Die wirtschaftspolitische Botschaft des diesjährigen »Memos« lautet: Neben öffentlichen Investitionen vor allem in die Infrastruktur – eine Voraussetzung für Investitionen von Unternehmen – müssen die sozialen Sicherungssysteme stabilisiert werden. Ohne eine grundlegende, sozial gerechte Reform des Rentensystems werde einerseits die Altersarmut zunehmen, andererseits wachsende Kosten entstehen. Auch der Pflegeversicherung drohe der »Kollaps«. Das Bürgergeld dürfe nicht seine Funktion »als letzte existentielle Grundsicherung« verlieren und zum »Steinbruch für die Finanzierung von Steuergeschenken« werden.

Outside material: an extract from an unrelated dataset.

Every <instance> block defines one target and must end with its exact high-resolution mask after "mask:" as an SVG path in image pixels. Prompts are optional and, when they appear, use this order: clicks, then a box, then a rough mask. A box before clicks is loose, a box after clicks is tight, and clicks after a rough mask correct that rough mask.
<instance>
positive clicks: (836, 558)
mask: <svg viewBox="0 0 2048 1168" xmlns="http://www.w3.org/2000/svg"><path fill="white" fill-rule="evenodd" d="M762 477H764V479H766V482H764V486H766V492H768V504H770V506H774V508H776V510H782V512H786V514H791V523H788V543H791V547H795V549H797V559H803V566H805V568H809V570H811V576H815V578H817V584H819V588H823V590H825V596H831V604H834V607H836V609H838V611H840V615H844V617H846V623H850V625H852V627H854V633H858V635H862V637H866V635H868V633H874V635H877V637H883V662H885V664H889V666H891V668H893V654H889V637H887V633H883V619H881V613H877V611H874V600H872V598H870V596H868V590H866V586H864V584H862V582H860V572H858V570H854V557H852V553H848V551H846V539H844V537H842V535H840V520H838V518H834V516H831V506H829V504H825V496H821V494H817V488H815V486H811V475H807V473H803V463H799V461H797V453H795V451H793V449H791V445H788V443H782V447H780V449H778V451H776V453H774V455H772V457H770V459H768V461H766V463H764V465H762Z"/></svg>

»Die Konstante in 50 Jahren war immer die Kritik am profitwirtschaftlichen Marktsystem, das soziale, ökologische Probleme nicht löst, sondern Krisen erzeugt.«

Rudolf Hickel Arbeitsgruppe Alternative Wirtschaftspolitik

Die Arbeitsgruppe Alternative Wirtschaftspolitik hat in den Jahrzehnten ihres Bestehens nicht allein Forderungen für öffentliche Ausgaben gestellt, sondern sie hat auch Vorschläge für eine realistische Finanzierung dieser Maßnahmen entwickelt. Kritisiert wird daher der Koalitionsvertrag der künftigen Bundesregierung von Friedrich Merz (CDU). Maßnahmen für ein aufkommensstarkes Steuersystem, mit dem etwa die dringend benötigten Investitionen in Bildung bezahlt werden könnten, fehlten völlig. Dazu gehöre »unbedingt« eine Steuer auf leistungsloses Vermögen. Ökonomisch brauche es zudem eine grundlegende Demokratisierung der Wirtschaft. Diese Themen werden auch die Jubiläumskonferenz im Juni in Berlin bestimmen, auf der die Memo-Gruppe ihren runden Geburtstag feiern will.

Neben Rudolf Hickel[2] waren es die jungen Wirtschaftsprofessoren Jörg Huffschmid und Herbert Schui, die Mitte der 1970er Jahre die Arbeitsgruppe Alternative Wirtschaftspolitik gründeten. Zuvor hatte ein kriegsbedingter Ölpreisschock eine schon lange schwelende Strukturkrise in der Bundesrepublik ausgelöst, die in die erste Rezession der Nachkriegsgeschichte mündete. Anstatt die tiefgreifenden Strukturveränderungen als Krise der kapitalistischen Marktwirtschaft zu erkennen, hatte der maßgebliche Sachverständigenrat zur Begutachtung der gesamtwirtschaftlichen Entwicklung, die »fünf Weisen«, stattdessen die von John Maynard Keynes angeregte intervenierende Politik der SPD-FDP-Regierungen und die Lohnpolitik der Gewerkschaften als Ursache der Krise ausgemacht. Das Memorandum war als linkes Gegengutachten zu den Empfehlungen des regierungsnahen Beratergremiums konzipiert. Dennoch nahm Anfang der 1980er Jahre die neoliberale Wende auch in der Bundesrepublik richtig Fahrt auf. Es folgten marktradikale Reformen durch Kanzler Helmut Kohl (CDU). In der Zeit der beginnenden Globalisierung wurde »weniger Staat« international zum Kampfbegriff.[3]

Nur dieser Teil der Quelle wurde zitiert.